In working my own recovery, I discovered quite some time ago that all of my shortcoming’s stem from either fear or self-centeredness, so a big part of my recovery has been practicing the opposite of those 2 things which is faith and service. So, I took a leap of faith in November 2020 and quit a fulltime job to go and provide service to people in our community who were suffering, and I doubt anyone has benefited more than I have from that decision.

I had some savings and some confidence that we would be able to get funding once we were established. The savings dried up much quicker than I imagined, and we still haven’t secured any funding. There have been times in the last year where my faith has definitely been tested!

But so far, thanks to support from Peak Vision and a couple of other people we have managed to keep the doors open. The money Peak Vision donate is used specifically to cover the fuel costs of going to Hastings each day and supporting people in the community. There is no way I could afford to do what I do otherwise, so your contribution has helped support dozens of people over the last 14 months.
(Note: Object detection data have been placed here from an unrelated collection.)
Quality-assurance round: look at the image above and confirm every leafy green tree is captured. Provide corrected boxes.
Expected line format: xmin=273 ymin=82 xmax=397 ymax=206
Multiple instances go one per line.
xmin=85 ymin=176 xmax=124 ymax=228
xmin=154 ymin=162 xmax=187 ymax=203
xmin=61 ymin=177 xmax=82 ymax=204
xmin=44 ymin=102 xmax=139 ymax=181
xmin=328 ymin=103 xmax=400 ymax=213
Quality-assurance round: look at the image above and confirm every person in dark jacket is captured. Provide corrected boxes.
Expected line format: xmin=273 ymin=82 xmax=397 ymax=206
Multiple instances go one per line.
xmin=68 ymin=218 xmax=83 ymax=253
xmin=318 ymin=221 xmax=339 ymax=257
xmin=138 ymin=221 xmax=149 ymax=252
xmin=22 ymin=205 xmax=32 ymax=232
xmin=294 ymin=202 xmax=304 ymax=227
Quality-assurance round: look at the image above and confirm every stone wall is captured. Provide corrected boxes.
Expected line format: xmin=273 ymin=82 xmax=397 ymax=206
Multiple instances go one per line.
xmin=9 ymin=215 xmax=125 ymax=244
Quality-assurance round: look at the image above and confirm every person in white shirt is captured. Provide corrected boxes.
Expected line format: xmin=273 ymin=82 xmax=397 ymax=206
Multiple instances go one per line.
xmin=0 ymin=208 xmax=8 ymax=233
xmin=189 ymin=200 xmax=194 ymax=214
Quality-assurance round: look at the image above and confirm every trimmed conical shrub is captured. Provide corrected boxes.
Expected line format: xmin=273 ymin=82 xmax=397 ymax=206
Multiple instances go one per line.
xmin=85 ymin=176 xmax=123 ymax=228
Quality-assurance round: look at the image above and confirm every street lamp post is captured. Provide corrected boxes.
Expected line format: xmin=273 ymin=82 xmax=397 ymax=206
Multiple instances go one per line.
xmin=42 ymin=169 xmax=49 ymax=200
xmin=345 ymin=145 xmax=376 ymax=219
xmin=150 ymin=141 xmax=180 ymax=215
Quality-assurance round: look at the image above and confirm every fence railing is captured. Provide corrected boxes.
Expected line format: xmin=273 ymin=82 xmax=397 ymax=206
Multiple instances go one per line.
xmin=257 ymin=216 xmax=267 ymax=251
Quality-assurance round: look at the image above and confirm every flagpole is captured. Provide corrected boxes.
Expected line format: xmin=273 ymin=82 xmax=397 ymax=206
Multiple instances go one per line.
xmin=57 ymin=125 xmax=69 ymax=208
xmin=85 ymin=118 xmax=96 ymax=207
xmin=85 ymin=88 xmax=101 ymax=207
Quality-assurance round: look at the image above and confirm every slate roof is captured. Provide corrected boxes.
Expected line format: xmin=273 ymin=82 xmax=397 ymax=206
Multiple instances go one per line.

Moving forward, we have so many ideas to continue to make a difference for people in need. We would like to do pre and post treatment recovery housing, provide respite for people who have a lapse to help get them back on track, provide specific peer support for people on opiate substation treatment, open our hub 6 days a week, start an employment program for people in recovery, start a podcast to help reduce stigma and much more.

Obviously, funding is an important ingredient in Kia Tipu Te Ora growing in the future and we are on the lookout for someone who can help with funding applications etc. Sadly, the guy we had doing this got cancer last year and had to step down so if you come across anyone send them our way please 😊

There are dozens of success stories I could tell you about and some of the people who started coming along for support, I’m now leaving in charge to facilitate groups and support others. I can’t thank you enough for your contributions and the difference you have helped make in these people’s lives.